Formed at equal intervals. In this way, the configuration is such that the first, second, and third stator coils 2, 3.4 are selectively energized and rotated through the control circuit (IC) 9, so there is no torque ripple as in the prior art. That is, the problem of rotational unevenness caused by changes in rotational angular velocity has been solved, and smooth rotational driving has become possible. Therefore, it is most suitable for a direct drive system for driving precision recording devices, etc., and has the advantage of contributing to improved reliability as a drive source for accurately controlling other devices.
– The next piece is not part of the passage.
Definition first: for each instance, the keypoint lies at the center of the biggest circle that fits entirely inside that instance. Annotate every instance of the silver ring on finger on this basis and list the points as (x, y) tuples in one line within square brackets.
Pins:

[Brief explanation of drawings]

FIG. 1 is a relationship diagram between each stator wire ring and each Hall element of the present invention, FIG. 2 is a connection diagram between each Hall element of the present invention and a terminal of a position detection function circuit, and FIG. a) and (
b) is a relationship diagram and a wiring diagram between each stator coil and each Hall element in the conventional example, Fig. 4 is a cross-sectional view of the brushless motor, and Fig. 5 is the inside of the control circuit (IC) in the conventional example. Schematic diagram, No. 6
Figures (a) and (b) are explanatory diagrams showing the relationship between torque and rotation angle in a conventional example.

Claims (2)

[Claims] (1) In a brushless motor equipped with a rotor equipped with an 8n-pole permanent magnet and a stator with a 6n stator coil at the base, only one location inside the stator coil is 120°.
Sequentially 60° x (1/n) based on x (1/n) intervals
It is equipped with five position detectors arranged at equal intervals to detect the position of the rotor, and a control circuit having a current switching control element that supplies energizing current to the stator coil. 1. A drive detection circuit for a brushless motor, characterized in that the energizing current is selectively supplied to a stator coil based on a position detection signal generated by a rotor, so that the rotational angular velocity of a rotor is kept constant and the rotor rotates. (2) The position detector is composed of a magnetically sensitive element, and short-circuit prevention resistors R1 and R2 are included in the circuit to protect the magnetically sensitive element.
A drive detection circuit for a brushless motor according to claim 1, further comprising a brushless motor drive detection circuit.